П. Уваров — Цистерцианские.

С. Бунтман — ...цистерцианские, свою целую систему. Ее даже иногда считают огромнейшим социальным проектом наряду с военной отраслью как орден Храма — вот это все... Есть и спекуляции на эту тему, но это очень интересно, это... это все во многом наднациональное. Вот здесь как это... как это совмещается?

П. Уваров — Я думаю...

С. Бунтман — Национальное самосознание, светское и религиозное...

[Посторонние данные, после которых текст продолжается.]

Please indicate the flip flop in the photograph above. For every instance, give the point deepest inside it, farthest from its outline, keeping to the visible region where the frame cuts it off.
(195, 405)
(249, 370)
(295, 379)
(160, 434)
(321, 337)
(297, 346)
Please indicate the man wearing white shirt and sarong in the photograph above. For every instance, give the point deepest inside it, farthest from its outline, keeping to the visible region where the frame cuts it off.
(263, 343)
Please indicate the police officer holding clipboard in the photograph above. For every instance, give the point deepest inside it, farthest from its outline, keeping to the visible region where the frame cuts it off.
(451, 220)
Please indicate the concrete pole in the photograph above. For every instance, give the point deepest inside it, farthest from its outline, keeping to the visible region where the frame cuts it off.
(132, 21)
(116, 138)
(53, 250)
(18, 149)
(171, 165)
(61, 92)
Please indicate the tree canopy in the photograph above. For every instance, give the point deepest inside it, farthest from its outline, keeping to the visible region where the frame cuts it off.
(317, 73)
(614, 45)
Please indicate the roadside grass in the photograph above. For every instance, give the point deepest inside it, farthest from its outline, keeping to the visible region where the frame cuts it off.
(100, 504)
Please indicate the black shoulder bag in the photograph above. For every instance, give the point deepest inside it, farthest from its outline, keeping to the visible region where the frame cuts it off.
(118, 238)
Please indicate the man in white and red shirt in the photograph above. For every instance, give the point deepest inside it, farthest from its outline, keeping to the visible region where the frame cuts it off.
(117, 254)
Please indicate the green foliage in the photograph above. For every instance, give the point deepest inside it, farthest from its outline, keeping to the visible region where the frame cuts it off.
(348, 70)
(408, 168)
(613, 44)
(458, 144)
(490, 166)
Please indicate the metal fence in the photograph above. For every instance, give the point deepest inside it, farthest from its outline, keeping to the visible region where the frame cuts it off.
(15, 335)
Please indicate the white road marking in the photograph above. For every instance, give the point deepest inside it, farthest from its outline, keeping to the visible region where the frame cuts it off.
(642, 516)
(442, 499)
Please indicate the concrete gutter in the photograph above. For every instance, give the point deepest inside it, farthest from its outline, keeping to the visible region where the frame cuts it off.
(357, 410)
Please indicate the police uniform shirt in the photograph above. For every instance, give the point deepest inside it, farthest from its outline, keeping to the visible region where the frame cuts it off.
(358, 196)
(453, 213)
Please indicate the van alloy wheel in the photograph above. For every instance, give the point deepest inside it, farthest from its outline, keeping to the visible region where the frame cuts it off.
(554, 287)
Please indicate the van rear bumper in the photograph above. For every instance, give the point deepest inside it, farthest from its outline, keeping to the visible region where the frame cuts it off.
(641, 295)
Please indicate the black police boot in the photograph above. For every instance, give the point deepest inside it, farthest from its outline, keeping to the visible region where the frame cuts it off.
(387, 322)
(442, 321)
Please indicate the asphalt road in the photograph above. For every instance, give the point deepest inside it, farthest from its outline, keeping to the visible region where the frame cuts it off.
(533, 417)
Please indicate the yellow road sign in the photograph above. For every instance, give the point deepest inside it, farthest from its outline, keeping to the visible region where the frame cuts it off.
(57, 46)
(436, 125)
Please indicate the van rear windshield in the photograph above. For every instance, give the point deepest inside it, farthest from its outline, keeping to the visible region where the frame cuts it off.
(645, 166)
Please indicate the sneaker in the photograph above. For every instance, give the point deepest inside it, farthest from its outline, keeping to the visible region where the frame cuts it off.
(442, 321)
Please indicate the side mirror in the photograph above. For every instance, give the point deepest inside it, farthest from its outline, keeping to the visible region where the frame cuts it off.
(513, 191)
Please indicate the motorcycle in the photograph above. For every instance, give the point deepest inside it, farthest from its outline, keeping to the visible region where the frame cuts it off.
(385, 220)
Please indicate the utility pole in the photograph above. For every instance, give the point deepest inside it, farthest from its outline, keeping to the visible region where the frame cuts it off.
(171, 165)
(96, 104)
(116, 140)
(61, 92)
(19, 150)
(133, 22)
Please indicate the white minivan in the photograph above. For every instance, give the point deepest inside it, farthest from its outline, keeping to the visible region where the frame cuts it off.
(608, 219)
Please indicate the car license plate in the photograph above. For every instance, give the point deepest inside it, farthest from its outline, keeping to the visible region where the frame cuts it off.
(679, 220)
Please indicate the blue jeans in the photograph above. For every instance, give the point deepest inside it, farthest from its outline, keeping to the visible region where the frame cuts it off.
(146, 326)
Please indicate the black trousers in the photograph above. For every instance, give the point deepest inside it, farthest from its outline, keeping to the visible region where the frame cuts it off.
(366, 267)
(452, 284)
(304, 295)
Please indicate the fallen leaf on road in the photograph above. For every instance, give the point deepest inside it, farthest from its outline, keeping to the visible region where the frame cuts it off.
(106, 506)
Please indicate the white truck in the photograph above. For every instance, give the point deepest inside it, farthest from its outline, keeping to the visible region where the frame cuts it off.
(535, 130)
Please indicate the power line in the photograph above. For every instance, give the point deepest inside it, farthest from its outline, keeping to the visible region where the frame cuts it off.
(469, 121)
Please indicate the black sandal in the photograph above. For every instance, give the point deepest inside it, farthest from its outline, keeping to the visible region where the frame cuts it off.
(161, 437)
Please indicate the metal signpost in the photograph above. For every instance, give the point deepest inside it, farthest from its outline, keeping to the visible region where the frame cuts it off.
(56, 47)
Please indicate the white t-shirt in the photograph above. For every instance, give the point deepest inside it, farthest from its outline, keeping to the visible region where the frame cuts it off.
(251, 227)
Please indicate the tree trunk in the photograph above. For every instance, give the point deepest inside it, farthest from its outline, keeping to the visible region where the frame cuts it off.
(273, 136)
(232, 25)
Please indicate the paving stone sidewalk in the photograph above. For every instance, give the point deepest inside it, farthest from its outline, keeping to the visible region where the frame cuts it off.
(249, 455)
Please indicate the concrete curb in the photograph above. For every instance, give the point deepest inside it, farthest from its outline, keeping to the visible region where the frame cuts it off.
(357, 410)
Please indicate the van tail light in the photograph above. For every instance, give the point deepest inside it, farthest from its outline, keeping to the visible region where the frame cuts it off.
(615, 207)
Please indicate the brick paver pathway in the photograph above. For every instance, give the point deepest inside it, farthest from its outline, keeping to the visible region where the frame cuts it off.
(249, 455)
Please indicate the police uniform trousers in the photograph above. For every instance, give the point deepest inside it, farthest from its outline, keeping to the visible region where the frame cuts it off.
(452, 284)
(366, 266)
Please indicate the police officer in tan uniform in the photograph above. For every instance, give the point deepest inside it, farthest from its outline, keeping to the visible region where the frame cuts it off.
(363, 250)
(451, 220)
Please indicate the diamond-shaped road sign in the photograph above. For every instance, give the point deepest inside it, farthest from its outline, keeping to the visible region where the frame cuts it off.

П. Уваров — Значит, в знак протеста против этой расхожей истины... Она истина правильная, я с ней согласен. Потому что латинская церковь стояла над национальными. А если считать национальные проекты конструктами, как это сейчас часто делают, то тут все становится на свои места, церковь просто не очень играла в эти национальные игры. Хотя иногда, в каких-то случаях, это было выгодно, они это использовали. Но латинская церковь пошла по этому пути, в отличие, может быть, от восточной церкви, которая понимала, что со славянами лучше говорить на их языке — и Кирилл и Мефодий составляют... составляют кириллицу и т.д. Но есть некоторые исключения — вот из чувства противоречия просто укажу на них. Т.е. были группы, которые включались достаточно медленно в создание единой, ну, скажем так, литургической общности, и они сохраняли свои особенности и держались за них. Вот удивительная история у мосарабов. Христиане, оставшиеся под арабским владычеством, достаточно толерантным — были, конечно, кордовские мученики, мученики за веру, которые, там, сознательно или несознательно бросали вызов мусульманским властям, но в целом христиан было много, они сохранили свои обычаи, свою литургию раннехристианскую, ну, еще с готского времени литургию. Потом приходит, идет уже Реконкиста, отвоевывают Толедо. А у мосарабов свой собственный деловой язык — они пользуются арабской графикой для составления документов — и своя собственная литургия. И вот они категорически против того, чтобы переходить на единую римскую литургию. И отстояли ее — в Кастилии оставили до сих пор, она сохранилась. Может быть, потом были усилены легенды, что вот мосарабы — это самые настоящие христиане, самые настоящие испанцы, которые выстояли, а остальные все пришлые. Но это уже легенда более позднего происхождения. Т.е. весь Запад, на самом деле, если взять увеличительное стекло и посмотреть, он соткан из таких вот довольно сложных... сложных общностей. И не всегда латинская церковь, папство действовало как паровой каток. Иногда они шли на то, чтобы сохранить...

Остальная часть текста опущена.